Cyclic plasticity in the crack tip region is at the origin of various history effects in fatigue.
For instance, fatigue crack growth in mode I is delayed after the application of an overload because
of the existence of compressive residual stresses in the overload’s plastic zone. Moreover, if the
overload’s ratio is large enough, the crack may grow under mixed mode condition until it has gone
round the overload’s plastic zone. Thus, crack tip plasticity modifies both the kinetics and the
crack’s plane. Therefore modeling the growth of a fatigue crack under complex loading conditions
requires considering the effects of crack tip plasticity. Finite element analyses are useful for
analyzing crack tip plasticity under various loading conditions. However, the simulation of mixed
mode fatigue crack growth by elastic-plastic finite element computations leads to huge computation
costs, in particular if the crack doesn’t remain planer. Therefore, in this paper, the finite element
method is employed only to build a global constitutive model for crack tip plasticity under mixed
mode loading conditions.
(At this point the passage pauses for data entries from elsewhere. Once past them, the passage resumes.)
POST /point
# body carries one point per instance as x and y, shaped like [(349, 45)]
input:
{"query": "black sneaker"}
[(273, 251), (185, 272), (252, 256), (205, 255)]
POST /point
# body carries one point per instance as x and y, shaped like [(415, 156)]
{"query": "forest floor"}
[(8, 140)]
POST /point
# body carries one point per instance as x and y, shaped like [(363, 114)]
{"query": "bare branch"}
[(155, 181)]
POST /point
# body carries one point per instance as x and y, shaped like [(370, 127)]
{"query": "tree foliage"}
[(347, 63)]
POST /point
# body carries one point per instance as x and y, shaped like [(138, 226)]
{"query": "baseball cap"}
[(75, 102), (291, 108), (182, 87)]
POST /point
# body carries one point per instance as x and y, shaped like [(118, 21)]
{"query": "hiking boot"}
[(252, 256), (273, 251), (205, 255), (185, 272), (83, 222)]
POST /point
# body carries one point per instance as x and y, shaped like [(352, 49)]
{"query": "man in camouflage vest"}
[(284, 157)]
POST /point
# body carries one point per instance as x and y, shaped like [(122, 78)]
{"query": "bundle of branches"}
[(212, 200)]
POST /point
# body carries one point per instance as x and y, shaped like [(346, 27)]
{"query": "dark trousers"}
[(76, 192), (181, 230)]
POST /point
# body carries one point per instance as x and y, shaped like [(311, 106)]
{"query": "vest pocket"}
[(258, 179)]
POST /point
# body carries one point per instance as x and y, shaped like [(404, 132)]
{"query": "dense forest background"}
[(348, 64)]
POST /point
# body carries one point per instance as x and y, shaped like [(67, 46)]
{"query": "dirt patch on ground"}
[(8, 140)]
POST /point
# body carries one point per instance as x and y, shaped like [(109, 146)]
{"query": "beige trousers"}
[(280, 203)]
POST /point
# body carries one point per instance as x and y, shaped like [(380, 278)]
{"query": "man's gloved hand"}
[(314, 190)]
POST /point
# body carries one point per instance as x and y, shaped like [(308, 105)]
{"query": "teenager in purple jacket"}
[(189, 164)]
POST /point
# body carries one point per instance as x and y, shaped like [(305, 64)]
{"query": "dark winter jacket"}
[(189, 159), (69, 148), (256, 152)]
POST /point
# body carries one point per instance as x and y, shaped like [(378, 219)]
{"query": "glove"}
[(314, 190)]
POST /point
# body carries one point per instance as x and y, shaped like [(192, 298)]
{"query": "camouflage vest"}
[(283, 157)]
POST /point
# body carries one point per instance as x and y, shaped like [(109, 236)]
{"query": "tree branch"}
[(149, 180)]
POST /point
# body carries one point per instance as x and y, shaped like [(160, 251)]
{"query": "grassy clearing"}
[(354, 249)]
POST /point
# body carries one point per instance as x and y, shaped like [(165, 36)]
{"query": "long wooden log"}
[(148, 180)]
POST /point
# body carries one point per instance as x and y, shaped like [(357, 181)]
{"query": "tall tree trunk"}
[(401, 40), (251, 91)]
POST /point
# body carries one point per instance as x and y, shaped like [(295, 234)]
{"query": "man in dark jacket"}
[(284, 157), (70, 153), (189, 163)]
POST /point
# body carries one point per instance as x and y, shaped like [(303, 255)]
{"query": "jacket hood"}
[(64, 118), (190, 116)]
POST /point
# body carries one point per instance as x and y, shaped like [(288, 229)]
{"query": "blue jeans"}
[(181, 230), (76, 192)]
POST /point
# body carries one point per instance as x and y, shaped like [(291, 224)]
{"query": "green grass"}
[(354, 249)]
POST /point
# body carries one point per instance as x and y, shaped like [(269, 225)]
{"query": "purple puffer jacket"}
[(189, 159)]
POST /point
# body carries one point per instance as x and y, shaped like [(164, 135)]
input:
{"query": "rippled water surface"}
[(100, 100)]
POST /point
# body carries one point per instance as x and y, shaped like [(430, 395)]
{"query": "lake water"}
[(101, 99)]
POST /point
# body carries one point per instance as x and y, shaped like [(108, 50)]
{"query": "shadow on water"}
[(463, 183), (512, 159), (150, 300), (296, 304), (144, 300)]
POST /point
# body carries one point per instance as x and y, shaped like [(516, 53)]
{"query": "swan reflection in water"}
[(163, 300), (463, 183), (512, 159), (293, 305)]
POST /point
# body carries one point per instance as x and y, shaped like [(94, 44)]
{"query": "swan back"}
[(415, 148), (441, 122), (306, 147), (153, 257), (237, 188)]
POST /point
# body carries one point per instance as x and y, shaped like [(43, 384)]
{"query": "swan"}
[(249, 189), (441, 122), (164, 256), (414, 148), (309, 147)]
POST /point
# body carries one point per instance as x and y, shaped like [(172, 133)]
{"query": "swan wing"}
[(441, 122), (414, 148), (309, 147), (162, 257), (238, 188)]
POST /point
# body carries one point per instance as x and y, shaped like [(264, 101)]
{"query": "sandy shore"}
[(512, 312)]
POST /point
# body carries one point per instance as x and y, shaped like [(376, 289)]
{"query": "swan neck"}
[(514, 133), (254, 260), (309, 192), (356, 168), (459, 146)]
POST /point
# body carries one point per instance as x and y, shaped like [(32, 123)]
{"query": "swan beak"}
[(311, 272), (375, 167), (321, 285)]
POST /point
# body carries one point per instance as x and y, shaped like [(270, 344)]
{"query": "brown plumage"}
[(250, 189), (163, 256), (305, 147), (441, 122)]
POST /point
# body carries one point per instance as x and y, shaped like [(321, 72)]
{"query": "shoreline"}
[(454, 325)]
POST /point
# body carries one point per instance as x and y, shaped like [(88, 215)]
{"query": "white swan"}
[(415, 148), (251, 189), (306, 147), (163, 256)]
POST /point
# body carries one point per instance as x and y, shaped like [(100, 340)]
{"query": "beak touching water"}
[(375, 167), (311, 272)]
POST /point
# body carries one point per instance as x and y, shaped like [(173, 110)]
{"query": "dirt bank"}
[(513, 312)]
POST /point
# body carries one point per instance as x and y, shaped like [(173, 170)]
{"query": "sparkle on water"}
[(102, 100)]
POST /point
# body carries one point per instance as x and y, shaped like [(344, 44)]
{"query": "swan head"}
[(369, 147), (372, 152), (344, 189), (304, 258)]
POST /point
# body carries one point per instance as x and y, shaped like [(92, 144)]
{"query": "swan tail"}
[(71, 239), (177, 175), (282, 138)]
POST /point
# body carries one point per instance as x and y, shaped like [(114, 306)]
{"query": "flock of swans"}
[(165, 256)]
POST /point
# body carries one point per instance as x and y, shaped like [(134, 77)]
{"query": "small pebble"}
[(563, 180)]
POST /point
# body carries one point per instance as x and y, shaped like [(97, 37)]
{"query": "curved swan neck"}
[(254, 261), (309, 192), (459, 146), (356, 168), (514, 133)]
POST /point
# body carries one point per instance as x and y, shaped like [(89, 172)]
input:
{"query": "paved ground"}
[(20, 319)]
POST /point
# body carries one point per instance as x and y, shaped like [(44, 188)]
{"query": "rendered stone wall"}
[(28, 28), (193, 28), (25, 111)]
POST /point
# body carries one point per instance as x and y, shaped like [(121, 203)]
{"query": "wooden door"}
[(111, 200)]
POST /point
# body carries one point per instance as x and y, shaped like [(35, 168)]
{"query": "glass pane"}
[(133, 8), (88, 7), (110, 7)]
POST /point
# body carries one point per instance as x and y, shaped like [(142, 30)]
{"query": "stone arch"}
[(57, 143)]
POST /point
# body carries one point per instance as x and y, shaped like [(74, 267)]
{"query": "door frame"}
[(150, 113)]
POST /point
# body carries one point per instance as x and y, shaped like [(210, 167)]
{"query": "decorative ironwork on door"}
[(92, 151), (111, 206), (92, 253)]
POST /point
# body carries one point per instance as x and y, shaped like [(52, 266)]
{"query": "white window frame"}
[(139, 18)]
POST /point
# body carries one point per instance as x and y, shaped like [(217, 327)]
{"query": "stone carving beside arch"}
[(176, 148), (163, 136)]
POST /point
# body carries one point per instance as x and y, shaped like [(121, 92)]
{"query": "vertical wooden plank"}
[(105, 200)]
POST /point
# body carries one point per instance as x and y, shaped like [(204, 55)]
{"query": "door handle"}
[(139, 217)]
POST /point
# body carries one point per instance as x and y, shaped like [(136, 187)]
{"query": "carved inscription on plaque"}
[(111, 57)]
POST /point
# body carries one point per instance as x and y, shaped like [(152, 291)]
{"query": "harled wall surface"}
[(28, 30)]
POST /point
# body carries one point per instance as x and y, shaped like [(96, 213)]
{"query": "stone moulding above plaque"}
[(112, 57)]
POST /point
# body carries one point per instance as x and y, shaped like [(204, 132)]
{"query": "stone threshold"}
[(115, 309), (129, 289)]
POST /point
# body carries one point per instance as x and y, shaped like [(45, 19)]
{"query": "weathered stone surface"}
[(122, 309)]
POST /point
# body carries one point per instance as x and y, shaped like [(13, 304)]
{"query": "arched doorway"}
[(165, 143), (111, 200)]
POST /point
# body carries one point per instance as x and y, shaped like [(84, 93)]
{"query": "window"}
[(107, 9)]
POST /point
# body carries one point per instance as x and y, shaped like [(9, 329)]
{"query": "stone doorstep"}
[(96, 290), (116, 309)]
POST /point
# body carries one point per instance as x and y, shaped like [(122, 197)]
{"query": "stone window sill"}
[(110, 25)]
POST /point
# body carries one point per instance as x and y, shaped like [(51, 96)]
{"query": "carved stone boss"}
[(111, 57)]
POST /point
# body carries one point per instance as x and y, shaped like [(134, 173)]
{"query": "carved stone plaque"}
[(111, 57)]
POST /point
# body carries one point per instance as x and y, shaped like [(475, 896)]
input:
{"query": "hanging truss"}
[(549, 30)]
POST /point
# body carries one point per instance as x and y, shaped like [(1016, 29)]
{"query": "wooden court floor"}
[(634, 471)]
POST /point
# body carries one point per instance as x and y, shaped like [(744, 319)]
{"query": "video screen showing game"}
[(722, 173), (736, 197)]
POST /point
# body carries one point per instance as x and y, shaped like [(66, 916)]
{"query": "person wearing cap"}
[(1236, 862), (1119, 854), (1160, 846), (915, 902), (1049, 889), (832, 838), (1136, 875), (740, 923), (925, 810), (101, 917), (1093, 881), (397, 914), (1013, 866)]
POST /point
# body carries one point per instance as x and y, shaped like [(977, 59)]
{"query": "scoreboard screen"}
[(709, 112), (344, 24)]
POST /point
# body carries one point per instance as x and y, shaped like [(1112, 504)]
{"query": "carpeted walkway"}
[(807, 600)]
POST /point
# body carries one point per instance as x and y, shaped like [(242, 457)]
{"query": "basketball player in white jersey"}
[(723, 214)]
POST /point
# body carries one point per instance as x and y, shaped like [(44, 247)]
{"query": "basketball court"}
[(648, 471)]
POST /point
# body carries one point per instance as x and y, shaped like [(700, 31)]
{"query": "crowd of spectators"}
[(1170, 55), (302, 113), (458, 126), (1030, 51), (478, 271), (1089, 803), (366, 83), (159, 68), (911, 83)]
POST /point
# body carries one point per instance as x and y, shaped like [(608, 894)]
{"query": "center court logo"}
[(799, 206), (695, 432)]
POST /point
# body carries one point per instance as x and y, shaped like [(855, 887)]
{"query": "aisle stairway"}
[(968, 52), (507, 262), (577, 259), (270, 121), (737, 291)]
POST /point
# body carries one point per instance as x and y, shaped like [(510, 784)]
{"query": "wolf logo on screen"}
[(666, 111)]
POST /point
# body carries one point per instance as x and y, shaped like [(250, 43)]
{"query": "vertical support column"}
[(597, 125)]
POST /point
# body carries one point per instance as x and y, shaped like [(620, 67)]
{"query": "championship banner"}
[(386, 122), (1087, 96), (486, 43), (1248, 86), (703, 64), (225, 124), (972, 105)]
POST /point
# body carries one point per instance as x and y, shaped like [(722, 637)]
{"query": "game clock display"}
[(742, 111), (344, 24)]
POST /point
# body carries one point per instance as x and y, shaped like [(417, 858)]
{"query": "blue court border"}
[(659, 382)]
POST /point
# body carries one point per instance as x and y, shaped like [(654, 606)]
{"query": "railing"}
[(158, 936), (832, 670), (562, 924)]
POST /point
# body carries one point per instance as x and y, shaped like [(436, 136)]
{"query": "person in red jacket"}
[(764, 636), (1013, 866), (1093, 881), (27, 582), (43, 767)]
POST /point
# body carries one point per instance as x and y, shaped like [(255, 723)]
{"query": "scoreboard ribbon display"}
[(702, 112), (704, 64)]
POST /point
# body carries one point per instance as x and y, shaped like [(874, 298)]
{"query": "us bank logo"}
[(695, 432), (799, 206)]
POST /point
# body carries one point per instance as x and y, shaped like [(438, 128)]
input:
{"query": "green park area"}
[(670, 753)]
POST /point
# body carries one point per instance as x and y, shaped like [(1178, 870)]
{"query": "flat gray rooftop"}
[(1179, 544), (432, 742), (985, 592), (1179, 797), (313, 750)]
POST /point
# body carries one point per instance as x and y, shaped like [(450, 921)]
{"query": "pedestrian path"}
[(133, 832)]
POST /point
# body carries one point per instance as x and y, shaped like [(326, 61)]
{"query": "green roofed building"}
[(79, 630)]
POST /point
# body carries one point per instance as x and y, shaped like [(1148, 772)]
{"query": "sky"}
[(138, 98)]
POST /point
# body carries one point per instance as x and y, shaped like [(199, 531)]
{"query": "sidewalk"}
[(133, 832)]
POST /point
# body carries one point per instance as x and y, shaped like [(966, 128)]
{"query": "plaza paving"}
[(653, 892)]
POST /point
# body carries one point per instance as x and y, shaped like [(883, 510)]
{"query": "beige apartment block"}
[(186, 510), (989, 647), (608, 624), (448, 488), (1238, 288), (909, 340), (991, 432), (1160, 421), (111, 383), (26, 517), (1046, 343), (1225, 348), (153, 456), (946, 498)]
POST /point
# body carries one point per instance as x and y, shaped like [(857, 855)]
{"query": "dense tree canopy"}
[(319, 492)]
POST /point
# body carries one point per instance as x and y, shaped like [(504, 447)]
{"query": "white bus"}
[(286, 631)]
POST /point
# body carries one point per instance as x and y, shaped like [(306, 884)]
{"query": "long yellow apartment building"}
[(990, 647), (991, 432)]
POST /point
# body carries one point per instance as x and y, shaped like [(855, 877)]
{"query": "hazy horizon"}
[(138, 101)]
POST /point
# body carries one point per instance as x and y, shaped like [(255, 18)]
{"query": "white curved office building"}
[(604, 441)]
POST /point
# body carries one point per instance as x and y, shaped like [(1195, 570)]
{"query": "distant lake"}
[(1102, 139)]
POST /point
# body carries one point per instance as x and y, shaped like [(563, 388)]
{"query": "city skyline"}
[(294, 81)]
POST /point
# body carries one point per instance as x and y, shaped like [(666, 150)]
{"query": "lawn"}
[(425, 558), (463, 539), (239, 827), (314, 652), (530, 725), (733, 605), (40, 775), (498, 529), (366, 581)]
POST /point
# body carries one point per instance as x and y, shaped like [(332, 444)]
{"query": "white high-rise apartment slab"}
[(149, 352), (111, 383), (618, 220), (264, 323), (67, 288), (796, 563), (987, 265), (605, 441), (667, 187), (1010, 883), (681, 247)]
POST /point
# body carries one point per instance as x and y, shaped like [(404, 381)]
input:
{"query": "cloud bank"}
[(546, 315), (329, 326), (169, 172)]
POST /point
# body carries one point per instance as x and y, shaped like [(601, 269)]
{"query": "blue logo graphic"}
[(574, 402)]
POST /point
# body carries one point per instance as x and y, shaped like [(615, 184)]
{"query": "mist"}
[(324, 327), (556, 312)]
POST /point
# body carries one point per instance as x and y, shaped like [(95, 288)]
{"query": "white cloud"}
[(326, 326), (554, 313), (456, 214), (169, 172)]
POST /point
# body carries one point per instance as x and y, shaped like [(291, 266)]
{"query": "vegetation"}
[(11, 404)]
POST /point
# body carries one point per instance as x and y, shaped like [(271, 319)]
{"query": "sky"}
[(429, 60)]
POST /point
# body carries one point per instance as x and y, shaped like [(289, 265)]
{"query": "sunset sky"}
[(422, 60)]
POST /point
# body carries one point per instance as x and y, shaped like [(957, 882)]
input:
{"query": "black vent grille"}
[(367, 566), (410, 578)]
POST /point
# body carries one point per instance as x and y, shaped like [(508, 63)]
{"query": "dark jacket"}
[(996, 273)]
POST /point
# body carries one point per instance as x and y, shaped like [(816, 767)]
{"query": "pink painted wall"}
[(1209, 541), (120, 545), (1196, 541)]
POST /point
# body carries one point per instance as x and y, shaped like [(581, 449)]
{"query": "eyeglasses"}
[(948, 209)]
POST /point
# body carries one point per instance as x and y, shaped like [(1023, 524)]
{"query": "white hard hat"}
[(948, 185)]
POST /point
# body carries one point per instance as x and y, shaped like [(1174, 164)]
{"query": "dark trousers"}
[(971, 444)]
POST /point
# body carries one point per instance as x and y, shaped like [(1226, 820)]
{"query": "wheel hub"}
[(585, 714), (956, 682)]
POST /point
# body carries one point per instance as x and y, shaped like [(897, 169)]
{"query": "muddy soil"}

Then this model can be employed, independently of any FE computation,
in a mixed mode fatigue crack growth criterion including memory effects inherited from crack tip
plasticity. This model is developed within the framework of the thermodynamics of dissipative
processes and includes internal variables that allow modeling the effect of internal stresses and to
account for memory effects. The model was developed initially for pure mode I conditions. It was
identified and validated for a 0.48%C carbon steel. It was shown that the model allows modeling
fatigue crack growth under various variable amplitude loading conditions [1]. The present paper
aims at showing that a similar approach can be applied for mixed mode loading conditions so as to
model, finally, mixed mode fatigue crack growth.